Rabu, 17 Desember 2008

MENCARI ALLAH

Bila kita ditanya oleh seseorang bagaimana kita dapat menemukan Allah? Maka hal yang sering dan mudah dikatakan adalah melalui doa atau dalam ibadat-ibadat. Hampir semua orang yang beragama meyakini bahwa doa dan ibadat adalah sarana untuk bertemu dengan Allah, meski selama ibadat dan doa jarang sekali orang sampai bertemu dengan Allah. Maka banyak orang berusaha tekun dan seserius mungkin ketika sedang berdoa atau beribadah. Banyak pula orang sibuk membuat tata ibadah yang khusuk sebab berharap melalui itu orang dapat menemukan Allah.

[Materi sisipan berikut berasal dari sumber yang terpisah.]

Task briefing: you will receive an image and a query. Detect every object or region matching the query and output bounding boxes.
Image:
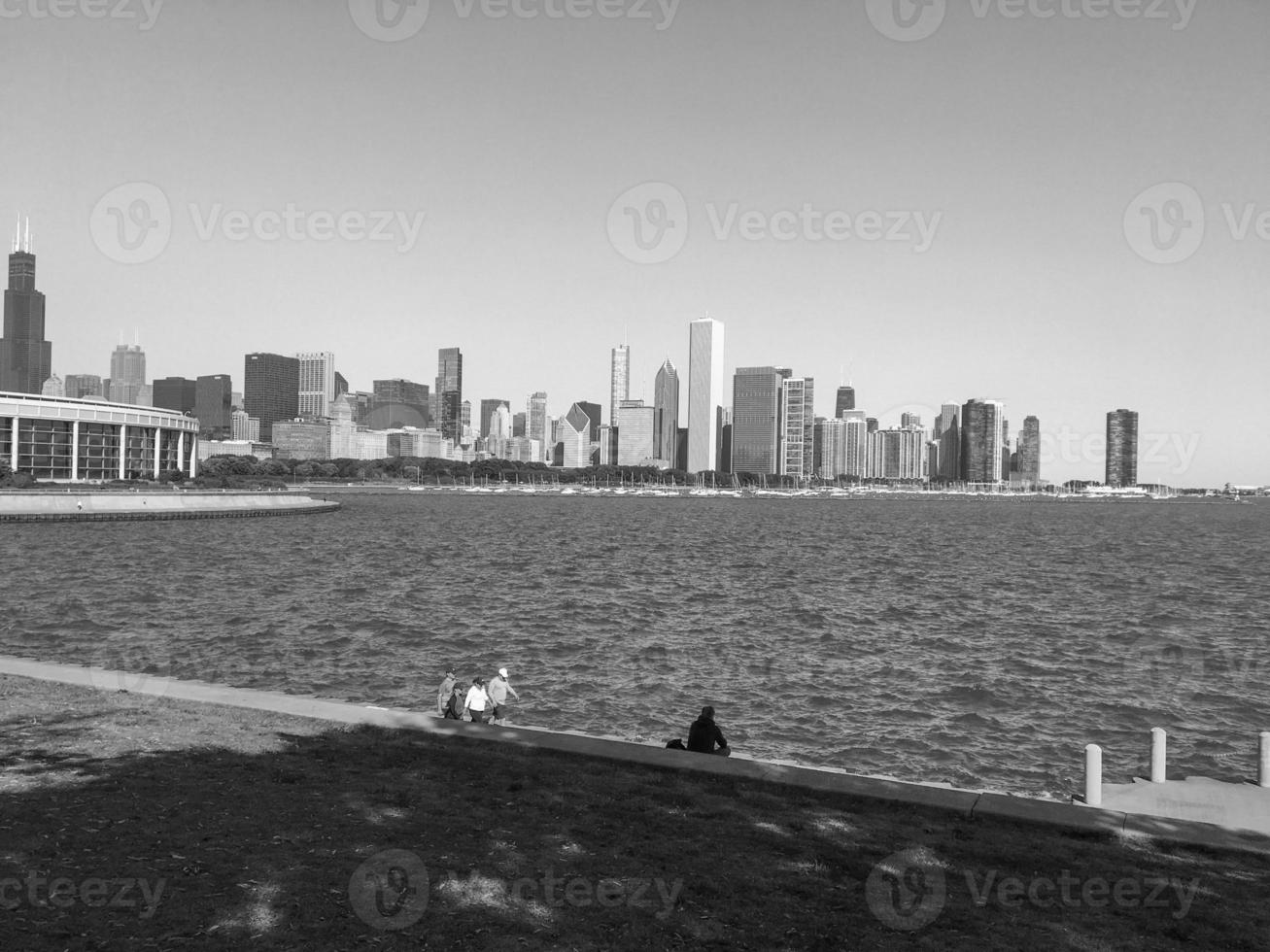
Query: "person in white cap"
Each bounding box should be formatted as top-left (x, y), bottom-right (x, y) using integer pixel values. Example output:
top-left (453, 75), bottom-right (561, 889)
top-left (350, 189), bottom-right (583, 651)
top-left (489, 667), bottom-right (521, 724)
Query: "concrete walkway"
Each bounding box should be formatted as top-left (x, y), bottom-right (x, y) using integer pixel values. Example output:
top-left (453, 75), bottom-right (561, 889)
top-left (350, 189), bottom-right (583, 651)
top-left (0, 655), bottom-right (1270, 853)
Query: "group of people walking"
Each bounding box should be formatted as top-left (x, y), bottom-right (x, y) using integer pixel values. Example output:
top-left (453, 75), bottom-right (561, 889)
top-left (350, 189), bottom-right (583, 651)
top-left (437, 667), bottom-right (521, 724)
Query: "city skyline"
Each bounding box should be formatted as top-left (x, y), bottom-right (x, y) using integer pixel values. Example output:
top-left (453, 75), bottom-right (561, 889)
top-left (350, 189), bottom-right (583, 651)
top-left (0, 3), bottom-right (1270, 485)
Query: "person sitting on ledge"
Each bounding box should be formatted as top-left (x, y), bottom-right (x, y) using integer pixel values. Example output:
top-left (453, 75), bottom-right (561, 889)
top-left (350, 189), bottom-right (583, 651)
top-left (688, 706), bottom-right (732, 757)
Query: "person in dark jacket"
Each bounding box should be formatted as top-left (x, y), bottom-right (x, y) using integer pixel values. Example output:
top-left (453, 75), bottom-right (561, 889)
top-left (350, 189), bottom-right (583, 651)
top-left (688, 707), bottom-right (732, 757)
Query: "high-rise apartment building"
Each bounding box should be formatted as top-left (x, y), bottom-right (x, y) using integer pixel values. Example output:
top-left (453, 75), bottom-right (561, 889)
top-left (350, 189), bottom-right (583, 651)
top-left (833, 388), bottom-right (856, 419)
top-left (107, 344), bottom-right (145, 404)
top-left (617, 400), bottom-right (657, 466)
top-left (65, 373), bottom-right (105, 400)
top-left (435, 347), bottom-right (463, 444)
top-left (931, 404), bottom-right (961, 483)
top-left (525, 390), bottom-right (551, 446)
top-left (243, 355), bottom-right (299, 443)
top-left (776, 377), bottom-right (815, 479)
top-left (296, 351), bottom-right (335, 421)
top-left (1016, 417), bottom-right (1040, 483)
top-left (1104, 410), bottom-right (1138, 486)
top-left (608, 344), bottom-right (632, 426)
top-left (653, 357), bottom-right (683, 469)
top-left (152, 377), bottom-right (198, 414)
top-left (194, 373), bottom-right (233, 439)
top-left (737, 367), bottom-right (785, 476)
top-left (480, 400), bottom-right (512, 439)
top-left (0, 222), bottom-right (53, 393)
top-left (688, 318), bottom-right (726, 472)
top-left (960, 400), bottom-right (1006, 483)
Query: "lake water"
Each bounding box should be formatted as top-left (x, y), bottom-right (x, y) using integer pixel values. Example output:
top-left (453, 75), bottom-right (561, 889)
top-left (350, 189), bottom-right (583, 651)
top-left (0, 493), bottom-right (1270, 799)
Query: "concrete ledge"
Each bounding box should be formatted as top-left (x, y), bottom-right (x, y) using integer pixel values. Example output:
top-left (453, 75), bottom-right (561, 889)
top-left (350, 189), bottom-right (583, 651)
top-left (0, 655), bottom-right (1270, 853)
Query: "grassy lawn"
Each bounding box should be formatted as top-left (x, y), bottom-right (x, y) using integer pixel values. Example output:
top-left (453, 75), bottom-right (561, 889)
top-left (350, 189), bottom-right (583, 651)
top-left (0, 675), bottom-right (1270, 952)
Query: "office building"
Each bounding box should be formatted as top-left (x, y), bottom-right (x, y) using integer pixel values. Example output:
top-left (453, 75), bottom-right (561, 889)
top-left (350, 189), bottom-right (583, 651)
top-left (107, 344), bottom-right (145, 406)
top-left (608, 344), bottom-right (632, 426)
top-left (778, 377), bottom-right (815, 479)
top-left (62, 373), bottom-right (105, 400)
top-left (194, 373), bottom-right (233, 439)
top-left (737, 367), bottom-right (785, 476)
top-left (152, 377), bottom-right (198, 415)
top-left (1104, 410), bottom-right (1138, 486)
top-left (617, 400), bottom-right (657, 466)
top-left (296, 351), bottom-right (335, 421)
top-left (0, 221), bottom-right (53, 394)
top-left (653, 357), bottom-right (683, 469)
top-left (435, 347), bottom-right (463, 446)
top-left (960, 400), bottom-right (1006, 483)
top-left (687, 318), bottom-right (726, 472)
top-left (243, 353), bottom-right (299, 443)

Apakah Allah hanya dapat ditemukan dalam doa dan ibadah? Dalam Injil Yohanes Yesus bersabda bahwa “Aku di dalam mereka dan Engkau di dalam Aku supaya mereka sempurna menjadi satu.” Yesus adalah dalam diri kita padahal Yesus dan Bapa adalah satu. Dengan demikian dalam diri setiap manusia Allah ada. Bahkan Yesus bersabda Dia ada dalam diri orang yang miskin dan sederhana. Barang siapa mencintai orang miskin, maka dia telah mencintai Yesus. Dengan demikian mencari Allah bukan hanya dalam ibadah dan doa melainkan juga dalam diri sesama. Yohanes dalam suratnya menulis bagaimana mungkin orang dapat mencintai Allah yang tidak nampak bila dia tidak mampu mencintai saudaranya yang nampak.

Sabda Yesus sudah sering kita dengar dan baca. Banyak orang sudah hafal di luar kepala bahwa Allah ada dalam saudara yang miskin. Tapi dalam kehidupan sehari-hari realisasi dari pemahaman itu masih jauh. Hal ini mungkin disebabkan karena kita telah mempunyai konsep bahwa Allah itu besar dan agung. Jauh dan tidak tersentuh. Yesus itu adalah orang Yahudi dengan karakter wajah tertentu, maka dalam drama jalan salib yang sering diadakan dimana-mana, orang yang dipilih sebagai Yesus pasti ada kemiripan dengan Yesus yang ada dalam gambar-gambar yang banyak beredar. Belum pernah sekalipun saya melihat jalan salib dengan Yesus yang disalib adalah kaum miskin dan sederhana yang tampil apa adanya.

St. Vincentius dalam sebuah suratnya kepada seorang suster dia menulis, “Carilah Allah dalam segala kegiatan dan jangan ragu-ragu, pasti Allah berkenan dengan semua itu.” Kita diajak untuk mencari Allah dalam setiap yang kita kerjakan entah dalam pelayanan atau doa dan ibadah. Pencarian Allah menurut St. Vincentius bukan lagi hanya terpaku dalam kapel atau ruang doa, melainkan di jalan-jalan, di lorong rumah sakit, di gubuk-gubuk kumuh. Maka dalam sebuah suratnya St. Vincentius menulis, kapelmu adalah lorong-lorong rumah sakit dan jalan-jalan kumuh. Bagi saya ini sebuah perjuangan yang mahaberat. Bagaimana mungkin saya menemukan Allah di dalam diri saudaraku atau orang-orang miskin dan gelandangan atau wajah anak jalanan yang sering kali membuat jengkel? Bila kesadaran bahwa Allah ada dalam setiap orang muncul dalam benak saya maka saya mulai bertanya sungguhkah Allah demikian? Mengapa Allah menjengkelkan? Suatu saat Dorothy Day mengeluh kepada Allah mengapa Dia mabuk, terkena TBC, muntah, bau, ngompol dan sebagainya.

Perjuangan menemukan Allah ternyata bukan hal yang mudah apalagi bila kita sadar bahwa Allah tidak hanya ada di tabernakel melainkan ada dalam setiap orang yang kita jumpai.